護と月美は昨晩の疲れとこの日の授業の疲れとが相まって、半分、グロッキーな状態になっていた。
「お~い、生きて……るか?」
カフェテリアのテーブルに突っ伏している護と月美に、恐る恐るといったていで清が声をかけてきた。だが、護も月美もそれには全く気づくことができず、そのまま突っ伏していた。
清は二人のその様子を見て、話をすることも難しい状態にあることを悟り、そっとため息をついた。
「……保健室に連れてったほうがいいかな?」
そっとつぶやき、清は養護教員に許可をもらいに、保健室へと足を運んだ。
その道中、清は何人かの後輩とすれ違った。
「……ん?」
清はふと違和感を覚え、すれ違った後輩たちの方へ振り返る。だが、すでにその姿はなく、覚えた違和感もすでになくなっていたので、特に気にすることなく、再び保健室へと足を運んだ。
清とすれ違った後輩たちは、職員室に向かっていた。彼らの顔は、不安や恐怖、怒りや憎しみなどの感情が入り混じっている。職員室に向かっている理由、それはほかでもない。没収された携帯電話を返却してもらうためだった。
基本的に、月華学園は携帯電話を「持ち込むこと」は認めている。だが、学校内での使用や通学路での使用は認めていなかった。だが、それを知っていて、教師に隠れて携帯を使用する生徒は多くいる。もっとも、そう言った生徒はすぐに発見され、没収されてしまいのだが。

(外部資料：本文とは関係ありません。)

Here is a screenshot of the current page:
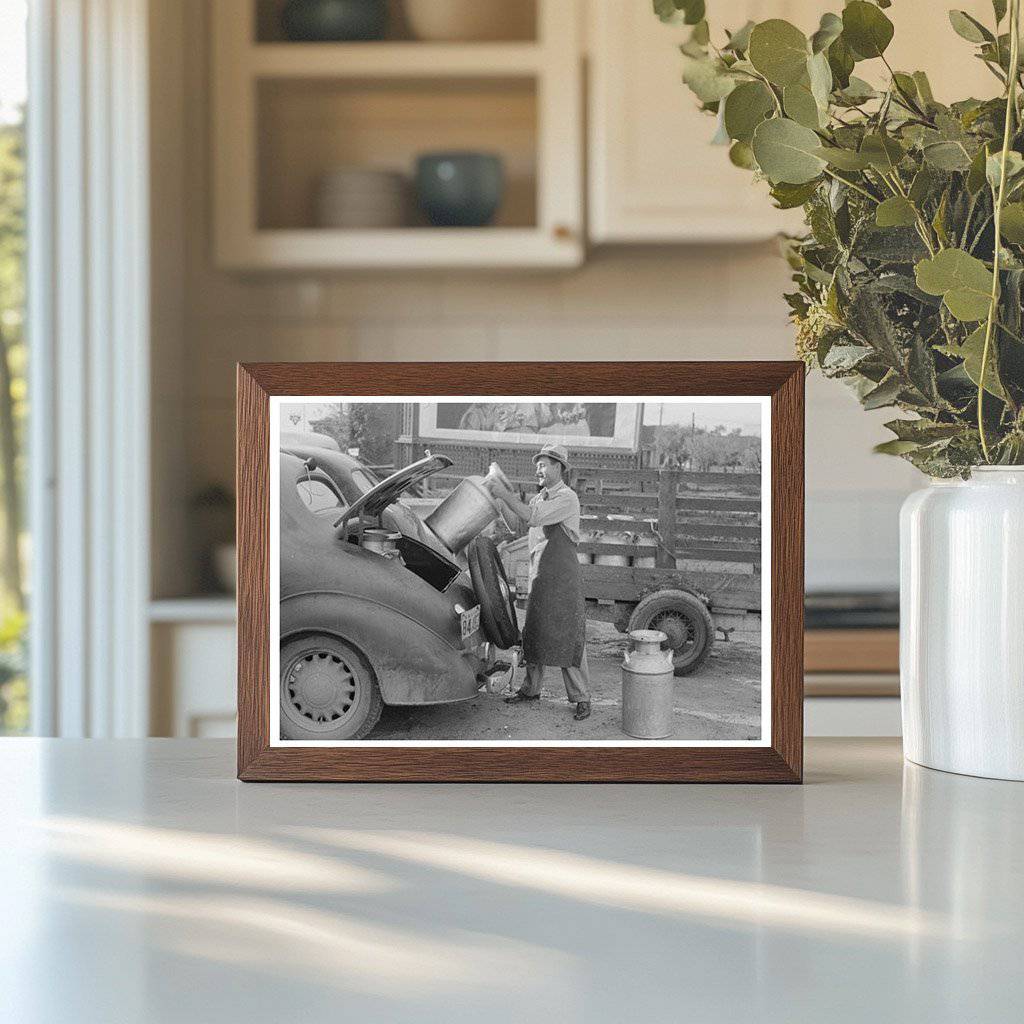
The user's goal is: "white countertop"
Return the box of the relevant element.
[1,738,1021,1023]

今回も携帯を没収された生徒たちが、それを返却してもらうためにこうして放課後、行きたくもないのに職員室に足を運んでいるのだ。
(……ちっ、めんどくさい)
生徒のうちの一人が聞こえない程度の音量で呟く。
携帯電話を使用している人間は、ほかにもいる。だというのに、なぜ、自分たちだけが摘発されなければならないのか。理不尽極まりない、という思いが、その言葉をつぶやかせていた。
――こんな学校、消えてしまえばいいのに……
そういえば、今流行しているまじないを教えてくれる占いサイトに、嫌なものを消すまじないがなかっただろうか。
生徒はそんな、物騒なことを考えながら、職員室の前に到着した。
数分後、生徒たちは教師からの説教を受けたあと、ようやく自分の持ち物を返却してもらった。だが、依然としてその顔は教師に対する憎悪の念が浮き彫りになっていた。
――こんな学校……いや、くそ教師どもを消すことができないかな……
一人がそんなことを考えていると、携帯に一通のメールが届いていた。
教師たちに見られないように携帯を開き、メールの内容を確認する。メールは、登録していた占いサイトからのメルマガのようだ。
内容は、新しいまじないが解放された、というものだった。
生徒は送られてきたメルマガに添付されていたリンクから、占いサイトへと飛び、まじないの内容を確認し、にやりと口角を上げた。
そこには、今まさに彼が望んでいたまじないが、「自分の嫌いな存在を消すまじない」が載せられていた。